Its a nighttime alternative to solar when there's not much to do but sit around and stay warm, charge batteries, send emails etc its got some possibilities.

http://www.biolitestove.com/CampStove.html

http://vimeo.com/32822376


healyje

Trad climber
Portland, Oregon
Dec 3, 2011 - 03:35am PT
Thanks for the BioLite Stove link - now that is some inspirational thinking (not so much the camp , but rather the home version).
corniss chopper

climber
breaking the speed of gravity
Dec 3, 2011 - 02:38pm PT

grover

climber
Dabville. Gnarlandia
Dec 4, 2011 - 12:04am PT

Wonder what the unit would weigh without the ipood charger?
Dingus McGee

Social climber
Laramie
Dec 4, 2011 - 09:12am PT
When extended climbing trips requires charging your Makita 18v lithium batteries for your cordless rotary hammer these chargers so far discussed and reviewed are under powdered and very high priced.

You can often build you own charger/controller much cheaper by shopping the site Chris mentioned(affordable-solar) , Amazon, and ebay. Batteries(gel(off-raod) or sealed (motorcycle)if you are packing these) are sometimes just as cheaper locally--maybe due to shipping. For the inverter shop ebay and search for "pure sine wave inverter".

The very cheap solar controllers ($10.00 ebay from China) are likely not to take very good care of you battery in the long run but they are adequate for a week or so. Steka ($)and Morningstar ($$$) are outstanding controllers for taking care of your batteries and have other safety features.

Sometimes you can find a way to skip the inverter/120v powered charger step and get a DC charger that overall will use about 50% of the energy you would use by going AC route. Makita makes a 12v (cigarette plug) charger for charging their 18v lithium batteries. Using this DC charger saves about 50% on the energy requirements.
corniss chopper

climber
breaking the speed of gravity
Jan 25, 2012 - 07:00pm PT
Here's a sort of competitor from Japan to the U.S. Biolite stove. Its a cooking pot with the thermoelectric generator built into it for USB charging of devices.

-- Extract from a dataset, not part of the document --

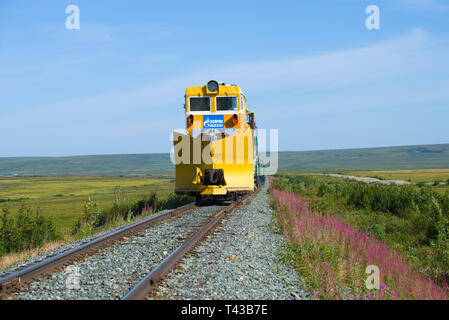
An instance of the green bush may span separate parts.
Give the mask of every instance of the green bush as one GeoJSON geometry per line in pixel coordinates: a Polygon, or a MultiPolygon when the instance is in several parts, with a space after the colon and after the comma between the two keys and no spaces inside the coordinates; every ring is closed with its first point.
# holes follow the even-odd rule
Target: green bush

Video shoes it charging an iPhone from dead to working state.

Voltage/current meter shows whats going on: approx 1/2 amp at 5volts

Pretty slick.

http://www.youtube.com/watch?v=UDTBXydMbjc


Batrock

Trad climber
Burbank
Dec 1, 2012 - 11:51pm PT
Update:

I have had the Goal Zero Extreme Base Camp set up for about 8 months now, it includes 2 of the large power packs, two inverters and 4 Boulder 30 solar panels and four Lite-a-Life lites. I used it for a week on Lake Powell to run laptops, charge cameras and phones etc.. One power pack fully charged will run a laptop and charge iPads and phones with ease with plenty of juice to spare. Plugged into the 4 solar panels during the day the power pack charges in 3-4 hours in full sunlight. This set up is for car/boat camping only as the power packs and solar panels are big and heavy. It's a stout set up and have no complaints so far.